Kaum Remaja, Berjalanlah dengan Layak di hadapan Yehuwa
ADA remaja Kristen yang untuk sementara waktu harus tinggal jauh dari keluarga dan sidang asal mereka. Ada yang melakukannya untuk meluaskan pelayanan mereka. Yang lainnya harus meninggalkan rumah karena pendirian netral mereka terhadap urusan dunia ini. (Yesaya 2:4; Yohanes 17:16) Di beberapa negeri, ”Kaisar” telah menghukum para remaja pemelihara integritas ini untuk dipenjarakan atau untuk melakukan kegiatan kemasyarakatan.a—Markus 12:17; Titus 3:1, 2.
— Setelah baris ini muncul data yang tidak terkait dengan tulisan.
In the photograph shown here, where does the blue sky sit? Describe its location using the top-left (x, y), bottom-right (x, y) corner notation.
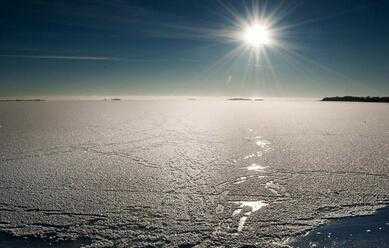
top-left (0, 0), bottom-right (389, 96)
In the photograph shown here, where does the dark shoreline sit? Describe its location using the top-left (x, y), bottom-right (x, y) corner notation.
top-left (322, 96), bottom-right (389, 102)
top-left (292, 207), bottom-right (389, 248)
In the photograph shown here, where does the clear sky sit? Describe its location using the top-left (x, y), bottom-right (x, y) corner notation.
top-left (0, 0), bottom-right (389, 97)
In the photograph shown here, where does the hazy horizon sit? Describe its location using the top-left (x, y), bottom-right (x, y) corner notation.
top-left (0, 0), bottom-right (389, 97)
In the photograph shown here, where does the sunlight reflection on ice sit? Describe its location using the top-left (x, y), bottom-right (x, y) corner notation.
top-left (246, 163), bottom-right (269, 172)
top-left (232, 201), bottom-right (268, 232)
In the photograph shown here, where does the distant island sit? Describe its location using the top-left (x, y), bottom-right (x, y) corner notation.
top-left (322, 96), bottom-right (389, 102)
top-left (0, 99), bottom-right (47, 102)
top-left (104, 98), bottom-right (122, 102)
top-left (227, 97), bottom-right (263, 101)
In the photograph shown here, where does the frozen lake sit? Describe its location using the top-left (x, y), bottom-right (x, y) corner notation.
top-left (0, 100), bottom-right (389, 247)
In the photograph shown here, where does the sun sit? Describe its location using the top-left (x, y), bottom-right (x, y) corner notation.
top-left (242, 23), bottom-right (273, 48)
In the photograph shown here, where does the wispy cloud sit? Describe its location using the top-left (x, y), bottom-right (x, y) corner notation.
top-left (0, 54), bottom-right (115, 60)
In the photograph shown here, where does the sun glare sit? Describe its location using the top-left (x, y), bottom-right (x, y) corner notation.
top-left (243, 23), bottom-right (272, 48)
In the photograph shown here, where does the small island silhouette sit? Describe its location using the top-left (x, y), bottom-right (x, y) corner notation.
top-left (322, 96), bottom-right (389, 102)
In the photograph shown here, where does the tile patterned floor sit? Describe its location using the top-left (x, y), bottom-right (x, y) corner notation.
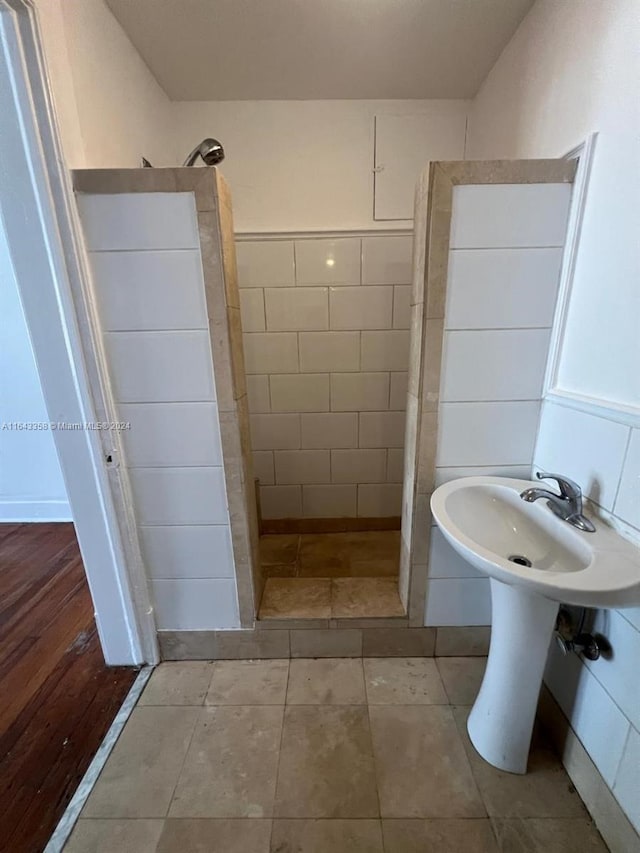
top-left (65, 658), bottom-right (607, 853)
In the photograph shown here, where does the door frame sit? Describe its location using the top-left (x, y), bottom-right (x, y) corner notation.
top-left (0, 0), bottom-right (159, 665)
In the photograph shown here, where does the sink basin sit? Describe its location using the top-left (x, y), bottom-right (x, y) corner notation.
top-left (431, 477), bottom-right (640, 773)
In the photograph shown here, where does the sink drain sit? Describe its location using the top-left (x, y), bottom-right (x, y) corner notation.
top-left (507, 554), bottom-right (531, 566)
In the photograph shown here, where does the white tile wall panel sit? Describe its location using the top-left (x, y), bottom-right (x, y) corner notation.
top-left (389, 372), bottom-right (409, 412)
top-left (358, 483), bottom-right (402, 518)
top-left (361, 331), bottom-right (409, 371)
top-left (104, 331), bottom-right (215, 403)
top-left (331, 449), bottom-right (387, 483)
top-left (76, 193), bottom-right (200, 251)
top-left (362, 236), bottom-right (413, 284)
top-left (450, 184), bottom-right (572, 249)
top-left (393, 285), bottom-right (411, 329)
top-left (300, 412), bottom-right (358, 449)
top-left (138, 524), bottom-right (235, 580)
top-left (264, 287), bottom-right (329, 332)
top-left (358, 412), bottom-right (405, 447)
top-left (89, 250), bottom-right (208, 332)
top-left (302, 485), bottom-right (358, 518)
top-left (242, 332), bottom-right (298, 373)
top-left (260, 486), bottom-right (302, 518)
top-left (429, 527), bottom-right (483, 578)
top-left (424, 578), bottom-right (491, 627)
top-left (445, 248), bottom-right (563, 329)
top-left (329, 287), bottom-right (393, 331)
top-left (269, 373), bottom-right (329, 412)
top-left (436, 401), bottom-right (540, 471)
top-left (236, 240), bottom-right (295, 288)
top-left (534, 402), bottom-right (629, 511)
top-left (129, 467), bottom-right (229, 525)
top-left (250, 414), bottom-right (300, 450)
top-left (296, 237), bottom-right (360, 286)
top-left (253, 450), bottom-right (276, 486)
top-left (240, 287), bottom-right (267, 332)
top-left (118, 403), bottom-right (222, 468)
top-left (440, 329), bottom-right (549, 402)
top-left (331, 373), bottom-right (389, 412)
top-left (151, 578), bottom-right (240, 631)
top-left (298, 332), bottom-right (360, 373)
top-left (544, 642), bottom-right (629, 787)
top-left (246, 375), bottom-right (271, 414)
top-left (614, 429), bottom-right (640, 528)
top-left (273, 450), bottom-right (331, 486)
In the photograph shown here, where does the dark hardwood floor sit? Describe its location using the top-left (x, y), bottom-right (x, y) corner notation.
top-left (0, 524), bottom-right (137, 853)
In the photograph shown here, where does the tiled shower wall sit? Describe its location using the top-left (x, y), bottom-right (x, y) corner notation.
top-left (236, 235), bottom-right (412, 519)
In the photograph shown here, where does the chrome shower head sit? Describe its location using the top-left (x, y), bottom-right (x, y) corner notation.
top-left (183, 139), bottom-right (224, 166)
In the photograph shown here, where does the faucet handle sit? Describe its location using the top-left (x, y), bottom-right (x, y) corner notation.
top-left (536, 471), bottom-right (582, 500)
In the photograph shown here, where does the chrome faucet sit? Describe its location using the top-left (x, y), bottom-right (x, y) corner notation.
top-left (520, 471), bottom-right (595, 533)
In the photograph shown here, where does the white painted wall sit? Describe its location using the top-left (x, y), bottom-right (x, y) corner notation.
top-left (467, 0), bottom-right (640, 405)
top-left (172, 100), bottom-right (468, 233)
top-left (0, 221), bottom-right (71, 521)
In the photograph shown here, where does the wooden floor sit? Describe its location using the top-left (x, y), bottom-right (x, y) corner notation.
top-left (0, 524), bottom-right (136, 853)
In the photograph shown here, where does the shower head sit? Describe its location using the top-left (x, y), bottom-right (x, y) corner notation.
top-left (183, 139), bottom-right (224, 166)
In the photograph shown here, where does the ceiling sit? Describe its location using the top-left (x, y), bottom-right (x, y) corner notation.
top-left (106, 0), bottom-right (533, 101)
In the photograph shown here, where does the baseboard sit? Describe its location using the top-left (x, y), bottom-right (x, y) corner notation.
top-left (538, 685), bottom-right (640, 853)
top-left (0, 500), bottom-right (73, 524)
top-left (260, 515), bottom-right (400, 534)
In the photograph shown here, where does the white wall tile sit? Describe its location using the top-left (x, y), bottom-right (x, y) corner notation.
top-left (425, 578), bottom-right (491, 627)
top-left (450, 184), bottom-right (572, 249)
top-left (76, 193), bottom-right (200, 251)
top-left (361, 331), bottom-right (409, 371)
top-left (264, 287), bottom-right (329, 332)
top-left (362, 236), bottom-right (413, 284)
top-left (429, 527), bottom-right (483, 578)
top-left (389, 372), bottom-right (409, 412)
top-left (331, 449), bottom-right (387, 483)
top-left (242, 332), bottom-right (298, 373)
top-left (299, 332), bottom-right (360, 373)
top-left (358, 412), bottom-right (405, 447)
top-left (436, 402), bottom-right (540, 468)
top-left (329, 287), bottom-right (393, 330)
top-left (118, 403), bottom-right (222, 467)
top-left (445, 249), bottom-right (563, 329)
top-left (358, 483), bottom-right (402, 518)
top-left (440, 329), bottom-right (549, 402)
top-left (269, 373), bottom-right (329, 412)
top-left (104, 331), bottom-right (215, 403)
top-left (534, 402), bottom-right (629, 510)
top-left (302, 485), bottom-right (357, 518)
top-left (138, 524), bottom-right (235, 580)
top-left (613, 727), bottom-right (640, 832)
top-left (393, 284), bottom-right (411, 329)
top-left (614, 429), bottom-right (640, 528)
top-left (387, 447), bottom-right (404, 483)
top-left (301, 412), bottom-right (358, 448)
top-left (260, 486), bottom-right (302, 518)
top-left (253, 450), bottom-right (276, 486)
top-left (274, 450), bottom-right (331, 486)
top-left (129, 468), bottom-right (229, 524)
top-left (89, 250), bottom-right (208, 332)
top-left (151, 578), bottom-right (240, 631)
top-left (236, 240), bottom-right (295, 287)
top-left (544, 642), bottom-right (629, 787)
top-left (250, 415), bottom-right (300, 450)
top-left (246, 375), bottom-right (271, 414)
top-left (331, 373), bottom-right (389, 412)
top-left (240, 287), bottom-right (266, 332)
top-left (296, 237), bottom-right (360, 285)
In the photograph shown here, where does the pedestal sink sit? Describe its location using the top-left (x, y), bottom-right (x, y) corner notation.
top-left (431, 477), bottom-right (640, 773)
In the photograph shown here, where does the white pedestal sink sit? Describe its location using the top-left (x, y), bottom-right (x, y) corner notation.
top-left (431, 477), bottom-right (640, 773)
Sewaktu menjalani hukuman penjara karena kenetralan mereka, para remaja ini mungkin ditahan bersama anak-anak berandal selama periode yang panjang. Jauh dari rumah karena alasan lain mungkin juga memaksa para remaja untuk bekerja dalam lingkungan yang amoral. Bagaimana para remaja Kristen ini atau orang lain yang terpaksa berada dalam keadaan seperti itu dapat sukses mengatasi tekanan dan tuntutan yang mereka hadapi seraya mereka berupaya ”terus berjalan dengan layak di hadapan Allah”? (1 Tesalonika 2:12) Bagaimana orang tua dapat mempersiapkan mereka menghadapi keadaan apa pun yang tidak menyenangkan?—Amsal 22:3.
Tantangan Khas
”Jauh dari perlindungan orang tua saya serta pengawasan yang pengasih dari para penatua yang mengenal saya dengan baik terasa sulit dan mencemaskan,” kata Tákis yang berusia 21 tahun, yang diharuskan untuk berada jauh dari rumah selama 37 bulan.b Ia menambahkan, ”Adakalanya, saya merasa sangat tak berdaya.” Pétros yang berusia 20 tahun harus berada jauh dari rumah selama dua tahun lebih. Ia mengaku, ”Untuk pertama kalinya dalam kehidupan saya, saya harus sepenuhnya mandiri untuk membuat keputusan dalam memilih hiburan dan pergaulan, dan pilihan saya tidak selalu bijaksana.” Kemudian, ia berkomentar, ”Kadang-kadang saya khawatir dengan tanggung jawab yang lebih besar yang dihasilkan oleh kebebasan yang lebih banyak.” Tássos, seorang penatua Kristen yang dengan rutin menjumpai para remaja Kristen yang berada dalam keadaan itu, menyatakan, ”Tutur kata yang tidak bersih, semangat memberontak, dan perilaku beringas teman-teman yang tidak seiman dapat mempengaruhi remaja yang tidak waspada dan lemah.”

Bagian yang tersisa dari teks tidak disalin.